Geplant war auch eine gestreckte Version A380-900 mit 656 Sitzen und gleicher Reichweite, eine Extended Range Version A380-800R ebenfalls für 555 Passagiere mit sogar 8750 NM Reichweite, sowie ein Frachter A380-800F mit 153 t Nutzlast, 590 t Abflugmasse und einer Reichweite bei maximaler Nutzlast von 5650 NM (10460 km). Alle Versionen sollten möglichst ähnlich gebaut werden. So wurde für alle Versionen z. B. das gleiche (schwere) Fahrwerk und der gleiche (große) Flügel vorgesehen. Dies ist dann auch der Grund für die eher schwere Basisversion.

 

Finanzielle Vorgaben

Vorgabe des Managements für den A380 waren um 15 % reduzierte Betriebskosten pro Sitzplatz gegenüber der Boeing B747-400. Dies sollte insbesondere durch den "Scale Effect" also die Größe des A380 erreicht werden (https://doi.org/10.5281/zenodo.5806250, Seite 11). Heute wissen wir, dass der Vergleich mit der B747-400 (Erstflug 1988), die auf der B747 (Erstflug 1969) basiert, ungünstig war. Zu beachten war auch, dass während eines langen Flugzeuglebens des A380 auch noch weitere neue und effizientere Flugzeugtypen entwickelt werden würden.
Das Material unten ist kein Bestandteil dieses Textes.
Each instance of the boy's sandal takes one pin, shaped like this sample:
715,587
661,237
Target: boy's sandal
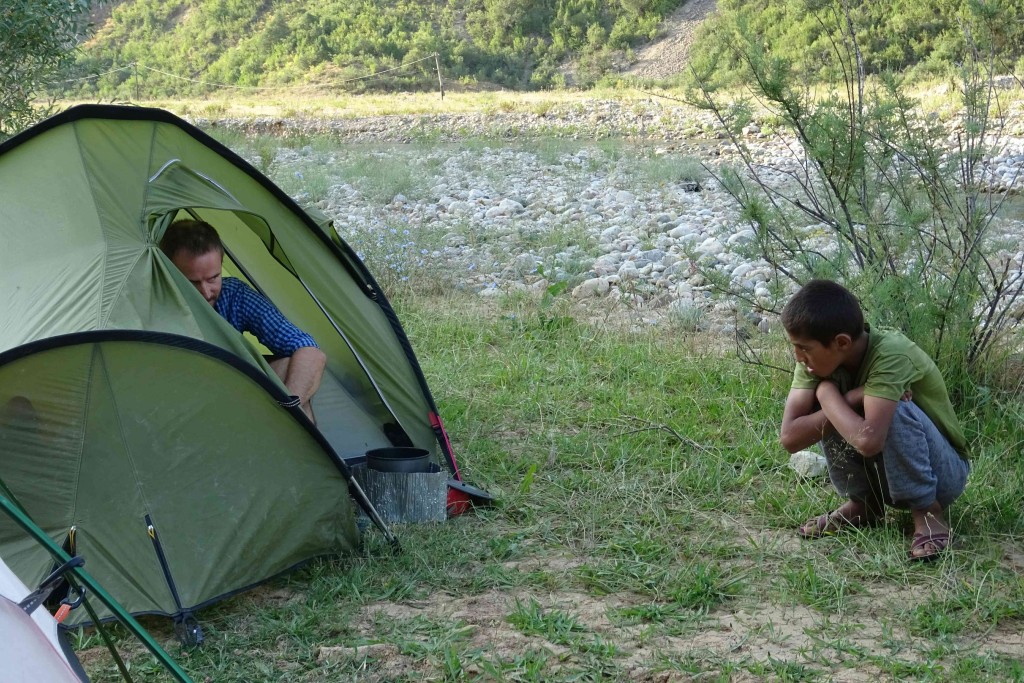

Bei den 15 % wurde die gleiche Auslastung der Flugzeuge unterstellt. Wie sich später zeigte, ist es aber schwieriger eine gleichbleibend hohe Auslastung mit einem großen Flugzeug zu erreichen. Mit weniger Passagieren an Bord steigen dann aber die Betriebskosten pro Person.

 

Gründe für das frühe Produktionsende des A380

  • Der A380 war geplant für die Verbindung der großen Drehkreuze (Hubs) der Luftfahrt. Beobachtet wurde aber eine steigende Anzahl von Direktverbindungen mit kleineren Flugzeugen vorbei an den großen überfüllten Drehkreuzen. Da die Hubs bereits an ihrer Kapazitätsgrenze waren, konnte mit den Direktverbindungen auch gleich ein weiteres Wachstum des Luftverkehrs erreicht werden.
  • Mit dem Doppelstockrumpf erfordert der A380 eigenes Abfertigungsgerät (Ground Support Equipment).
  • Der A380 ist zu schwer durch seine Auslegung in Vorbereitung auf weitere Versionen (A380-900, A380F), durch einen ovalen Rumpf (ungünstig als Druckrumpf) und durch ein großes Leitwerk (durch Doppelstockrumpf in den Proportionen kurzer Rumpf, damit kurzer Hebelarm, insbesondere beim A380-800).
  • Erhöhter Widerstand durch Auftrieb (induzierter Widerstand) wegen geringer Streckung A = b²/S = 7,5 (A340/A330-300: 10; A350-900: 9,5). Der A380 hätte eine größere Flügelspannweite (b) vertragen können, die aber durch die Bedingungen an den Flughäfen auf 80 m begrenzt werden musste. Die Flügelfläche (S) des A380-800 wurde in Vorbereitung der Folgeversionen recht groß gewählt.
  • Die Triebwerke des A380 sind weniger treibstoffeffizient als die Triebwerke der neuen Flugzeuge wie beispielsweise Boeing 787 und Airbus A350.
  • Der A380 hat mehr Quadratmeter Kabinenfläche pro Sitzplatz. Das ist gut für den Komfort, aber schlecht für den Leichtbau.
  • Aerodynamik, Leichtbau und Triebwerke zusammen ergeben eine A380, die eine geringere relative Nutzlast (Nutzlast / max. Abflugmasse) und damit eine geringere Wirtschaftlichkeit hat als vergleichbare Flugzeug. Bei Standardbestuhlung beträgt die relative Nutzlast nur 9 %.
  • Eine Weisheit aus dem Flugzeugentwurf besagt: "Was gut aussieht, das fliegt auch gut!". An dieser Stelle mag jede und jeder selbst urteilen und Schlüsse ziehen.

 

Sind alle Flugzeuge mit vier Triebwerken unwirtschaftlich?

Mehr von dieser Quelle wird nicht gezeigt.